Publié le 10/09/2009 par Sarah Pialeprat / Catégorie: Critique

À feu et à sang

En 2001, la réalisatrice uruguayenne Beatriz Flores Silva suivait, sur les trottoirs de Montevideo, la jeune Elisa et son passage du rêve au désenchantement dans En la Puta Vida. Avec Masangeles, la réalisatrice revient sur une autre « putain de vie », celle d’une orpheline précipitée dans une famille et un pays déchiré par la violence.

Masangeles a sept ans et vit seule avec sa mère dans un joli appartement de Montevideo. Son père, elle le voit le plus souvent à la télévision, dans des émissions politiques. Lorsqu’il ne passe pas sur le petit écran, le fameux politicien Aurelio Saavedra vit avec sa nombreuse famille légitime dans une immense bâtisse entre château fort et manoir anglais. Pourtant, après le suicide de sa maîtresse le soir des élections, Aurelio n'a d'autre choix que de conduire l'enfant au milieu des « siens » que, pour la plupart, il ignore ou méprise.

MasangelesLa petite Masangeles au regard innocent va devoir évoluer prudemment entre une grand-mère autoritaire, joliment grossière et décapante, une belle-mère obsessionnelle et neurasthénique, un demi-frère révolté, une tante obèse et grippe-sou, et quelques cousins plus frappés les uns que les autres… Masangeles traîne sa mélancolie au milieu de ces étrangers, se cache, observe, apprend, grandit. Masangeles porte en elle l’amour à tout prix, l’amour pour ce père volage qu’elle compte protéger de tout, l’amour pour ce frère déchiré confondant révolution politique et rébellion contre l’autorité paternelle, l’amour compassion pour tous ceux qui l’entourent, jusqu’aux serviteurs à qui elle sait rendre leur dignité… Une autre façon, en somme, de prendre le pouvoir.
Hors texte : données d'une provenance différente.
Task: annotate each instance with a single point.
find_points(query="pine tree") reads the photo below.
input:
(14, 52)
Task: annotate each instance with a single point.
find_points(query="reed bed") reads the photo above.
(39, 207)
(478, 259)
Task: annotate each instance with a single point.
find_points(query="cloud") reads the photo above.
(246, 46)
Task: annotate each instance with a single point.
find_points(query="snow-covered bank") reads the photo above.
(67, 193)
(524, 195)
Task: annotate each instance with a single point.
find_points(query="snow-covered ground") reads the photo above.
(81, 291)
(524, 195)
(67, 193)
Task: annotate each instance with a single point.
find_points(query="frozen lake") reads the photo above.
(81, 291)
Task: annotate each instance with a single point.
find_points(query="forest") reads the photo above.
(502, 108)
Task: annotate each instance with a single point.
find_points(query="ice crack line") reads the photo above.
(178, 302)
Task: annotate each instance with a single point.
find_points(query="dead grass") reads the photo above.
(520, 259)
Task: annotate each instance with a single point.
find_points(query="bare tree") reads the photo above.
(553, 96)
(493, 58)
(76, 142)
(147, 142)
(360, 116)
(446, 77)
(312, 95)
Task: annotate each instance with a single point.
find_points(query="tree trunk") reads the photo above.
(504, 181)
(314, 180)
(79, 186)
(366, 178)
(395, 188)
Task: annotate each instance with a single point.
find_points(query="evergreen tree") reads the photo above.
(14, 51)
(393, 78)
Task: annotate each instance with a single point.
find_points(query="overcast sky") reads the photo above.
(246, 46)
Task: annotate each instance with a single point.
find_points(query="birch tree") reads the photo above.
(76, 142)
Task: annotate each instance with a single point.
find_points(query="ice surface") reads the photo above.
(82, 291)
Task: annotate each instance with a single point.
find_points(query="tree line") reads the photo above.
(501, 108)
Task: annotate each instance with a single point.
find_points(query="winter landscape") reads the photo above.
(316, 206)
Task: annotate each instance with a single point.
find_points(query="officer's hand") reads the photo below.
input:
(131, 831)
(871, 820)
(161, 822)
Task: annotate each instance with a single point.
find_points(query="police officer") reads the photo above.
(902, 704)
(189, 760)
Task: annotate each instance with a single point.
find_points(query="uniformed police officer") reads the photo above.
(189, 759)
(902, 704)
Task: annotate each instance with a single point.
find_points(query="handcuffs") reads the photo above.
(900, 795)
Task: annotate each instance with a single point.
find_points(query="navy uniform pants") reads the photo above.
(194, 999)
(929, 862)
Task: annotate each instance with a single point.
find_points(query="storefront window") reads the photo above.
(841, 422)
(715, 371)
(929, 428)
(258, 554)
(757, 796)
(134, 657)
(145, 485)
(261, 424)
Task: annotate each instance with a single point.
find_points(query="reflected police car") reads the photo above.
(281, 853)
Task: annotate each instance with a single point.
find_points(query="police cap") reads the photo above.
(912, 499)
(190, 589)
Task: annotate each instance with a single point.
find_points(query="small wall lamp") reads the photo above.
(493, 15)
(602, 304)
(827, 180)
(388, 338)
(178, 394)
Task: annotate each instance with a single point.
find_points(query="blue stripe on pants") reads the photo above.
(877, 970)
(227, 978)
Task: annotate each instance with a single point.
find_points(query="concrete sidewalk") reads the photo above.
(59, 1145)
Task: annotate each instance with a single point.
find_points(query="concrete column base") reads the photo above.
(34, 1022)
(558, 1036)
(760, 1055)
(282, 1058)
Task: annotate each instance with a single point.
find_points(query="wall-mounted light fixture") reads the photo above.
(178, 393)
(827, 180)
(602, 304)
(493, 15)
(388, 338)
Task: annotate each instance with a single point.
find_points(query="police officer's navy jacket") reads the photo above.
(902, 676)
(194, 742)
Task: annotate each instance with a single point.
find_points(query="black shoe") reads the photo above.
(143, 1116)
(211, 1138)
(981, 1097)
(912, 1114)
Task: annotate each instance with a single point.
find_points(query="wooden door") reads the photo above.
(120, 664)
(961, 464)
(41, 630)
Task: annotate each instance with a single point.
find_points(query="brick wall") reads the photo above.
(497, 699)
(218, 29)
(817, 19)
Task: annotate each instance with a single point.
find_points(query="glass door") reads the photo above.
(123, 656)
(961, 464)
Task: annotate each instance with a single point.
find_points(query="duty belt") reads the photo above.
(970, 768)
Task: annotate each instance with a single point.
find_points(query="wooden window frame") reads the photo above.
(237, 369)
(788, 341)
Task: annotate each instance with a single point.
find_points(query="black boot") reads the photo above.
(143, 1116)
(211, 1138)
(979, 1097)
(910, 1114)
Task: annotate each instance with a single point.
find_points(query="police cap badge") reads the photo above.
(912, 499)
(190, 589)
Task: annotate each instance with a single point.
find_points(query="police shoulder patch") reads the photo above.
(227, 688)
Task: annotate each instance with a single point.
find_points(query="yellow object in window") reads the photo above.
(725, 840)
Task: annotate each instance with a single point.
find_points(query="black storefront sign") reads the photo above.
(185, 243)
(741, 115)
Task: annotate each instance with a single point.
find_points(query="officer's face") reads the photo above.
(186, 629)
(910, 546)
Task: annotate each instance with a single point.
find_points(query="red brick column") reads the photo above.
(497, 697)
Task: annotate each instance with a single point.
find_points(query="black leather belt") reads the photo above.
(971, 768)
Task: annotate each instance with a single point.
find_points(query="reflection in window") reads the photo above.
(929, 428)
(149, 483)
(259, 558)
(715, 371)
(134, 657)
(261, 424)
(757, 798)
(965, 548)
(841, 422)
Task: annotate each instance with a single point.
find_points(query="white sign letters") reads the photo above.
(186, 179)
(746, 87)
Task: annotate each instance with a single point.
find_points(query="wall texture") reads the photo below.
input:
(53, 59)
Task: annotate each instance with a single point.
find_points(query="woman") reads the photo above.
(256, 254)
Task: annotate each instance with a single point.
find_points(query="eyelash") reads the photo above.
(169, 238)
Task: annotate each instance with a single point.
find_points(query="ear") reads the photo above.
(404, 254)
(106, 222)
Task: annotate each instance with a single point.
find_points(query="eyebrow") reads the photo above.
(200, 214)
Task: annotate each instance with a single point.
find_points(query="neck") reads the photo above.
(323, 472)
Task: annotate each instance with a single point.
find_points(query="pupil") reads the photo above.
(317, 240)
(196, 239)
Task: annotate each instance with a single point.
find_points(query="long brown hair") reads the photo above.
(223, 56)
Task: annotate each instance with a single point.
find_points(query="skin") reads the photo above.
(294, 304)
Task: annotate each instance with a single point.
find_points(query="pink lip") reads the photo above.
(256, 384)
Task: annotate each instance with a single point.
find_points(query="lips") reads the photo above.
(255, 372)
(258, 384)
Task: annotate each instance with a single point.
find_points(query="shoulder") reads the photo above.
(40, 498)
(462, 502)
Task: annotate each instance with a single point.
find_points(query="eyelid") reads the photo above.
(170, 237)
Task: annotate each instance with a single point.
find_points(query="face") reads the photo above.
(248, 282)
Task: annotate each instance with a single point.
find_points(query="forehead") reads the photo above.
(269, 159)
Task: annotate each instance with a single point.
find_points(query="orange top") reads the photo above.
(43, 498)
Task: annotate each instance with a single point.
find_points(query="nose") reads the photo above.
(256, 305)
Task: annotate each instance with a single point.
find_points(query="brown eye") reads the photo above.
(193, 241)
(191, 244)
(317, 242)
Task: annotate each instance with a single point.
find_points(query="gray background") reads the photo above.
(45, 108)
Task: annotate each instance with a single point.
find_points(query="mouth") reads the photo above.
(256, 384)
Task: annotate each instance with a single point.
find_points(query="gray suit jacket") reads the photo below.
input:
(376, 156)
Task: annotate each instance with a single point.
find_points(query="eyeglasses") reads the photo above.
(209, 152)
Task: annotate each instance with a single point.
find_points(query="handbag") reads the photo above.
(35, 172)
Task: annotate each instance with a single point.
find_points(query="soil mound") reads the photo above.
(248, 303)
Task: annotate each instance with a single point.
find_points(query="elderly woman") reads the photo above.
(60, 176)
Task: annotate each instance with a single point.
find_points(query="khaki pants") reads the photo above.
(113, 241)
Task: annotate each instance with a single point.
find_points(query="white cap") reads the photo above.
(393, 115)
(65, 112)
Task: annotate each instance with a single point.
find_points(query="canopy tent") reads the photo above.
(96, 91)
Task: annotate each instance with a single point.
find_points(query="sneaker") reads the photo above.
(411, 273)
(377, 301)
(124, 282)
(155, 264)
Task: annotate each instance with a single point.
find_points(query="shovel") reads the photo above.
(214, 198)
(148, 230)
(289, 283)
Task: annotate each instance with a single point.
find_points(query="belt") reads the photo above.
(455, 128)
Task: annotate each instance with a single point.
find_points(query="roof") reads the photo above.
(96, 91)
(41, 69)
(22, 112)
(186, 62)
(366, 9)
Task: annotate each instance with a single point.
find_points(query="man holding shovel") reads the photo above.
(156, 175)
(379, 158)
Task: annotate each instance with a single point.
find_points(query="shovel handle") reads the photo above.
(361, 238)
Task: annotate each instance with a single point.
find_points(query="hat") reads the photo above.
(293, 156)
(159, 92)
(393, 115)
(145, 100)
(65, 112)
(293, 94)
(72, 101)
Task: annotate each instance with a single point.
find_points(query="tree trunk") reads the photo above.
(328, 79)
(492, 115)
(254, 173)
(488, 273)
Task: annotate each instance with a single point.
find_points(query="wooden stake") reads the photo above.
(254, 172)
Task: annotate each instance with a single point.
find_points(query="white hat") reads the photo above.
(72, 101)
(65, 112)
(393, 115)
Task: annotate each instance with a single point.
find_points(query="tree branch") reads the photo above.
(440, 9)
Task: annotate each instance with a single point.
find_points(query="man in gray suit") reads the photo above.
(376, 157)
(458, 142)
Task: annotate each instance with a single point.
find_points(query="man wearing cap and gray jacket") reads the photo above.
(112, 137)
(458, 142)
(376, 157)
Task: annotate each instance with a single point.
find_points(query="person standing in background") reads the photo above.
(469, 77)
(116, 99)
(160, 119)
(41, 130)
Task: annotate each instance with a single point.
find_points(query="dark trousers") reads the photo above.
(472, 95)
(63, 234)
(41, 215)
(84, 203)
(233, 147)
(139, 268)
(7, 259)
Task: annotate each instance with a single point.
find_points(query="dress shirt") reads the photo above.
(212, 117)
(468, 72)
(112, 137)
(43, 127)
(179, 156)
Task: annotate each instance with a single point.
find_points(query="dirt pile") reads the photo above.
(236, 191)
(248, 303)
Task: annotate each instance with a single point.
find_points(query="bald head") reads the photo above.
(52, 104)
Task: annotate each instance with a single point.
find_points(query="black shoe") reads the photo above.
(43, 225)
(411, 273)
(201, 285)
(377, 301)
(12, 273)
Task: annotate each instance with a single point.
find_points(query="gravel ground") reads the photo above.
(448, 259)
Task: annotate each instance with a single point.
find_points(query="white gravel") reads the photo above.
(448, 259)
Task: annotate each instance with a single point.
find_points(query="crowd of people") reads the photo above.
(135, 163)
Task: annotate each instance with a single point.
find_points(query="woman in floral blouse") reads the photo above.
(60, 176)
Cette demeure qui, au fil des années (de 1966 à 1973), se transforme, s’agrandit, se délabre, se vide et finit enfin par brûler, n’est que le reflet métaphorique de ce qui se trame au-dehors. En Uruguay, en 1966, les élections sont remportées par les libéraux, le parti appelé Colorado. La situation économique de plus en plus critique provoque des agitations et entraîne la constitution d’une organisation de guérilleros appelés les tupamaros qui souhaitent renverser le gouvernement. C’est au cœur de cette tourmente, de cette escalade de violence entre des dirigeants corrompus, des militaires violents et des guérilleros plus ou moins convaincants que va évoluer notre joli personnage angélique. Car le nom de cette enfant qui va devenir une jeune femme n’est pas un hasard : más (plus) àngeles (anges) semble s’extraire du réel et puiser son existence à un niveau symbolique qui la place à la fois dans et au-delà de l’histoire. Pas étonnant, pour une réalisatrice née en Amérique du Sud et sans doute bercée par le réalisme magique d’une Isabel Allende ou d’un Gabriel Garcia Marquez de penser son film comme la chronique réaliste teinté de merveilleux. S’affichant comme une grande épopée au souffle quasi surnaturel,Masangeles mêle au réalisme de la narration des éléments fantastiques et fabuleux, non pas tant pour les concilier que pour en exagérer l’apparente discordance. Et pourtant, si l’intrusion dans le quotidien de scènes surréalistes, voire burlesques ou parfaitement irréelles fonctionne parfaitement dans la littérature, le danger est grand au cinéma de tomber dans la surenchère un peu plaquée. Le film n’échappe, hélas, pas toujours à ce piège et l’usage excessif d’images poétiques (la belle-mère à moitié échevelée continuant à jouer du piano alors qu’il est en feu, le cousin dévoré longuement par les mygales dans son lit à baldaquin) mettent un peu le spectateur à distance. Mais si la recherche de l’allégorie s’avère parfois laborieuse et étiole un peu le souffle épique recherché, Masangeles décrit parfaitement par le biais du microcosme que représente la famille, toute une société en proie à la folie, d’autant que la distribution est parfaite de bout en bout.